THE DIGITAL REPOSITORY FOR THE BLACK EXPERIENCE
"Et Cetera."
Curator Carolyn Armenta Davis is a native of Gary, Indiana and attended Froebel Public School from kindergarten until graduation from high school. Davis received her B.A. degree in mathematics from Indiana University in 1970.
After being a permanent high school substitute teacher from 1966 to 1970 in the Gary Community School District in Gary, Indiana, Davis moved to Chicago, Illinois, where she worked from 1970 to 1973 as executive staff of the American Medical Association’s Department of Community Health Care. For nine months in 1973, Davis was a television news writer for WMAQ-TV, the Chicago NBC affiliate. In 1974, Davis started her communications business in Chicago. She provided public relations, marketing communications, and media production services to national and international corporations, non-profits, and governments agencies, domestic and foreign.
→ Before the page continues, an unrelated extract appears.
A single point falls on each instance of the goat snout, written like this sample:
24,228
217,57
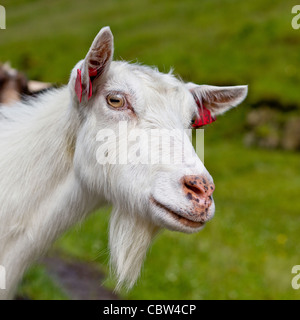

Davis independently created, wrote and produced three landmark projects on accomplishments of men and women of the African Diaspora. Her debut project, The Black Classical Composers, was the first radio series on classical music written from 1771 to 1975 by Blacks and its 39, 1-hour programs aired from 1976 to 1977 on fine arts station WEFM-Chicago. In 1978, Davis did the Feminine Footprint radio series of mini-documentaries on 65 African American women trailblazers; it aired nationwide on 91 stations and earned the American Women in Radio and Television Award.
In 1990, Davis launched her Design Diaspora: Black Architects and International Architecture 1970-1990 ™ exhibition-lecture project on fifty contemporary African American, Black-European and African architects from eleven countries. From 1993 to 2000, Davis toured the Black Architects project to twenty venues in the Americas, Europe and Africa.
Davis continues to write and lecture on Black Diaspora architects. Lectures have included African Union of Architects Congress and Assembly, Nairobi, Kenya; International Biennial of Architecture, Buenos Aires, Argentina; Amerika Haus, Munich, Germany; University of Cape Town, South Africa; The Queen’s University of Belfast, Northern Ireland; Society of Black Architects, London, England; Illinois-National Organization of Minority Architects, Chicago, IL; Chicago Cultural Center; Chicago, IL. In 2008, she lectured at the National Building Museum, Washington, D.C.; Boston Society of Architects AIA, Boston, MA; and Chicago Architecture Foundation.
Architecture writings by Davis include reviews of 1992’s African American Architects in Current Practice by Jack Travis and in 1994 of Architect to the Hollywood Stars, Paul R. Williams by Karen E. Hudson plus articles on Pritzker Architecture Prize Laureates Christian de Portzamparc, Tadao Ando, and Sverre Fehn.
In 1997, Davis served on the design jury for the Organization for African Unity (OAU) and the United Nations Educational, Scientific and Cultural Organization (UNESCO), Union of International Architects (UIA), and Republic of Senegal International Competition for the Design of the Gorée Memorial Complex for Dakar, Senegal.
In 2002, the documentation of contemporary Black Diaspora women architects compiled by Davis was added to the archives of the Winifred Foundation in the Arthur and Elizabeth Schlesinger Library on the History of Women in America, Radcliffe College, Harvard University, Cambridge, Massachusetts.
Davis has served on several non-profit organizations’ boards. She is a member of numerous organizations including the Chicago Architecture Foundation, the Landmarks Preservation Council of Illinois, the Society of Architectural Historians, International Women Associations, Chicago; Old Town Triangle Association, Chicago; the Lincoln Park Renewal Corporation; and the NAACP.
In 2004, Davis qualified for a Series 3 License, National Commodity Futures registration.
Davis is writing a book on 21st century Black Diaspora architecture.
Davis was interviewed by The HistoryMakers on November 21, 2008.